Plaintiffs in an excessive-fee case against The Hartford received some discouraging news last week when a judge ruled entirely in favor of the adviser at trial, the latest result in a wave of similar lawsuits.
The court’s ruling follows a string of other rulings favorable to advisers over the past year. During the same period, cases involving Russell Investment, SEI Investments Management Corp., Harris Associates and Prudential Investments have been resolved by undisclosed agreements. Notably, the stipulation of dismissal in the Prudential case stated that the plaintiffs had reviewed the board materials and “concluded that it is appropriate to dismiss the action.”

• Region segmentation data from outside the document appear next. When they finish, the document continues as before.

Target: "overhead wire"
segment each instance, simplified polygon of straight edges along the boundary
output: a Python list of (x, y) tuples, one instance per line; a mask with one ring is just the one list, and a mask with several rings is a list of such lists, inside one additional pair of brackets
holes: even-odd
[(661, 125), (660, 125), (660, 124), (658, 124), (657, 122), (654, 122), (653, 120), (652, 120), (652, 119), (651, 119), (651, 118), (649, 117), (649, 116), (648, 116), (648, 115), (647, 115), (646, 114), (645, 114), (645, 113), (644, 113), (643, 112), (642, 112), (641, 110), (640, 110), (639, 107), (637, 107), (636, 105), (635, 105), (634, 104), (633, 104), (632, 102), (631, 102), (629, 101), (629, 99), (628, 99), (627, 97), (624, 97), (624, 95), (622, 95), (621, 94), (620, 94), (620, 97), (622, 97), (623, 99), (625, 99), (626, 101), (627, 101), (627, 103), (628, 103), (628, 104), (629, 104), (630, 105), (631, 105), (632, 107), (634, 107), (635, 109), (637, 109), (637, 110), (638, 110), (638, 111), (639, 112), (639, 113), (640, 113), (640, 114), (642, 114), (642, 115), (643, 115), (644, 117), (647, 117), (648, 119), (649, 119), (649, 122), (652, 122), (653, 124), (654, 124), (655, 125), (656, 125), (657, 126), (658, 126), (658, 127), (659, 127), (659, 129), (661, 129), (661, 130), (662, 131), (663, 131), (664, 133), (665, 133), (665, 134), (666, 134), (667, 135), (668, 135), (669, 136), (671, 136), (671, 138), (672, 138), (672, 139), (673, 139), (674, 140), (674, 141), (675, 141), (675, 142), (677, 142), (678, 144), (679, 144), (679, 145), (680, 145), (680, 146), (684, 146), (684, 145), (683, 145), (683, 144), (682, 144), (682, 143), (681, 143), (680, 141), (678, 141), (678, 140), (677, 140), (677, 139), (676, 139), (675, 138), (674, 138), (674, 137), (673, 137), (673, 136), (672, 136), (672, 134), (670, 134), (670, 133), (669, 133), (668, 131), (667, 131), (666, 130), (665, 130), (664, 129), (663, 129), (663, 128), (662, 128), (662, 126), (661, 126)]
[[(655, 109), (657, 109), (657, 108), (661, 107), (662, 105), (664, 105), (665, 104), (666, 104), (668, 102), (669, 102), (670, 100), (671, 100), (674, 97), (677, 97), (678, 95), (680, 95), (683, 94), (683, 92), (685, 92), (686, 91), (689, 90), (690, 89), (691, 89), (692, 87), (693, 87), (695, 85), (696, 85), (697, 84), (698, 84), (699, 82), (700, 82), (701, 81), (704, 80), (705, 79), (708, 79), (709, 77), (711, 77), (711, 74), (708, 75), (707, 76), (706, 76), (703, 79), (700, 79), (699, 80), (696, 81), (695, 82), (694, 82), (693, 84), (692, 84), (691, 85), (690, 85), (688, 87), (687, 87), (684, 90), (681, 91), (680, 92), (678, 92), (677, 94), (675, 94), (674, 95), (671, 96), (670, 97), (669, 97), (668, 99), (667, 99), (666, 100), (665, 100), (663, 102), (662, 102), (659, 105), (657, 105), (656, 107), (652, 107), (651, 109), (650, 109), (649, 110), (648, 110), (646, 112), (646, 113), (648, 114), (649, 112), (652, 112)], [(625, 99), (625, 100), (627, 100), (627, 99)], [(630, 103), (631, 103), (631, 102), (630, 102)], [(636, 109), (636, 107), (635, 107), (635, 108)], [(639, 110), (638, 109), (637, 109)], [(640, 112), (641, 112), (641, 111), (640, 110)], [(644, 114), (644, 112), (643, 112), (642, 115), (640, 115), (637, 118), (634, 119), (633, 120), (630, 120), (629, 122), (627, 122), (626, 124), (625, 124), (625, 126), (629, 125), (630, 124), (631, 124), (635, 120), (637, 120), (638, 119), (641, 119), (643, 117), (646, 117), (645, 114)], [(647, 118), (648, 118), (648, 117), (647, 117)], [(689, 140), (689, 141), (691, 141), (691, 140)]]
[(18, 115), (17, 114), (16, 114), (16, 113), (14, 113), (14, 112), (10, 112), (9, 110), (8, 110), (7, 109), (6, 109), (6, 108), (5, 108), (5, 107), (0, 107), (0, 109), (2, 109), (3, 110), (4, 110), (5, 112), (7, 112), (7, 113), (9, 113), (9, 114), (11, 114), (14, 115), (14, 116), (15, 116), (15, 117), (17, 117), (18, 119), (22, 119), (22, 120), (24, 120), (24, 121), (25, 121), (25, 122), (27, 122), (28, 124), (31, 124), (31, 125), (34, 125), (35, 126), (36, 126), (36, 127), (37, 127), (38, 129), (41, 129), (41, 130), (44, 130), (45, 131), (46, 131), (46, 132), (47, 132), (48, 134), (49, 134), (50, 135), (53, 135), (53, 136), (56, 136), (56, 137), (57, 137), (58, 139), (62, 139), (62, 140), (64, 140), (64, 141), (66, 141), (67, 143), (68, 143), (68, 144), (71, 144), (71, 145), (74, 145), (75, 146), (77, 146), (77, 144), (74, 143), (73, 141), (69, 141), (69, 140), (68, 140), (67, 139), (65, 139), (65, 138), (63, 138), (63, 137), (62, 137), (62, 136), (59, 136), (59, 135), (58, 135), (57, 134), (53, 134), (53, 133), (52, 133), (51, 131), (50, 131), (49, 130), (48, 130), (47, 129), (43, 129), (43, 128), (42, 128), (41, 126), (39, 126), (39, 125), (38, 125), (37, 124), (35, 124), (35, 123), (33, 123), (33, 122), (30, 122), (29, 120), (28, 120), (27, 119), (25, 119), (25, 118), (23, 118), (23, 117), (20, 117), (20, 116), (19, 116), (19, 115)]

While it may be too early to conclude that these cases reflect the end of the current wave of Section 36(b) litigation, plaintiffs’ counsel in the remaining cases are likely to adjust their strategies in 2017 to avoid similar fates. This could lead to even more scrutiny of the board’s process for approving advisory fees, and possibly heightened focus on the board’s communications with counsel.
Recent rulings may foreshadow the outcome of the remaining cases, which similarly focus on subadvisory fees.
In the case involving The Hartford, the court found that the plaintiffs had failed to “demonstrate that the fee is so disproportionate that it could not be one that was negotiated at arms’ length.” Previously, the court had determined before trial that the board had properly considered and approved the advisory fees at issue, and discounted the plaintiffs’ criticism of the board’s process as “quibbles.”
In 2016, AXA likewise emerged victorious after a trial, during which investors failed to convince the judge that the firm received an excessive fee. Among other findings, the court determined that the board was “diverse and independent” and had “robustly reviewed” the adviser’s compensation.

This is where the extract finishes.